En 1843, on commence la construction de la nouvelle église, la paroisse était dédiée à Saint Martin, donc ancienne. C'est le célèbre curé Rouge Joseph qui en exécute les plans; elle est achevée en 1845; le clocher est construit. C'est une belle construction bâtie sur une place vaste et ombragée à la sortie du bourg en direction d'; elle est vaste avec un énorme porche à triple arcade surmonté d'un fronton, elle a la majesté des hôtels de ville construits à cette époque (triple nef, dôme, maître-autel de marbre noir dû aux frères Magne de Saint-Jeoire, décorée en trompe-l'oeil entre 1855 - 1868, pas très bien restaurée récemment). En 1854, on reconstruit le pont Neuf; en 1806 on aménage la route de Bellecombe; en 1874, on inaugure au bas de la commune le pont de Viaison.

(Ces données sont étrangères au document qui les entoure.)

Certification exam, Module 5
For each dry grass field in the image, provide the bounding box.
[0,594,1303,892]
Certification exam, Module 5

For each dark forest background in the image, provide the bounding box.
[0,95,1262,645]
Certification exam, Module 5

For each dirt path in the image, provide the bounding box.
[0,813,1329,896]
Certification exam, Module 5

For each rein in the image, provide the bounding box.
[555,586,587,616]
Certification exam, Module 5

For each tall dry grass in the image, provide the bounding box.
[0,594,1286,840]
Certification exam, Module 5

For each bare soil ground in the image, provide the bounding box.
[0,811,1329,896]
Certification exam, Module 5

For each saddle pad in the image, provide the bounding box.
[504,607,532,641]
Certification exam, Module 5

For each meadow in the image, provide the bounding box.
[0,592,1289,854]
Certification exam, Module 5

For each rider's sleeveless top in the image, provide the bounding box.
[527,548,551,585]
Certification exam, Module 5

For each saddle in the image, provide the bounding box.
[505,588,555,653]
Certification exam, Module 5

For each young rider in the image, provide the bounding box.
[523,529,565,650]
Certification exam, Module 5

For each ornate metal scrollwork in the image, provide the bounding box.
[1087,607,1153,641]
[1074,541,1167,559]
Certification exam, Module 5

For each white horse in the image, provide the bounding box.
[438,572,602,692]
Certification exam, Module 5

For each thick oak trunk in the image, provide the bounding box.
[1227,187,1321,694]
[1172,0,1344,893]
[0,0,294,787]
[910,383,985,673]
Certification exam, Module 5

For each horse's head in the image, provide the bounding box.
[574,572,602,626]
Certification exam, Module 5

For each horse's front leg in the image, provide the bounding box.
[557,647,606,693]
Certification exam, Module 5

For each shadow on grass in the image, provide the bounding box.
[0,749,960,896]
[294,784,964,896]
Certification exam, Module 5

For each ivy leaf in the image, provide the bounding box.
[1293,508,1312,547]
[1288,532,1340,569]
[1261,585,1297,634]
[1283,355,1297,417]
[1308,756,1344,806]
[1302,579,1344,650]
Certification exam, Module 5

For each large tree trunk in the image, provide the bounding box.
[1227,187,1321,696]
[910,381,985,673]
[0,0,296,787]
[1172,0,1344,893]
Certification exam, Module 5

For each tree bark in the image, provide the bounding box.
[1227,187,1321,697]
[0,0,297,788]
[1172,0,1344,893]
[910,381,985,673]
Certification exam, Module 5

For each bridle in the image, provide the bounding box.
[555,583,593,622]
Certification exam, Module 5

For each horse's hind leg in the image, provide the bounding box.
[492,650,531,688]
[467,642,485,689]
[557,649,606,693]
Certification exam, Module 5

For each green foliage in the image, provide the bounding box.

En 1881, la population atteint son maximum de 1887 habitants puis, malgré la construction de l'hospice départemental en 1892, malgré l'implantation de 4 fruitières en 1896, (celle du chef-lieu traitait 2'500 quintaux de lait, celle d'Eculaz 1'420 quintaux, celle de Polinges 2000 quintaux, celle de la Crétaz 2'000 quintaux), la population diminue, elle n'est plus que de 1'693 habitants en 1911. Il y a 5 fruitières en 1907.

La guerre de 1914 - 1918 coûte la vie à 94 Reignerands, 11 tombent en 1939 - 1940, un en Indochine, 2 en Algérie.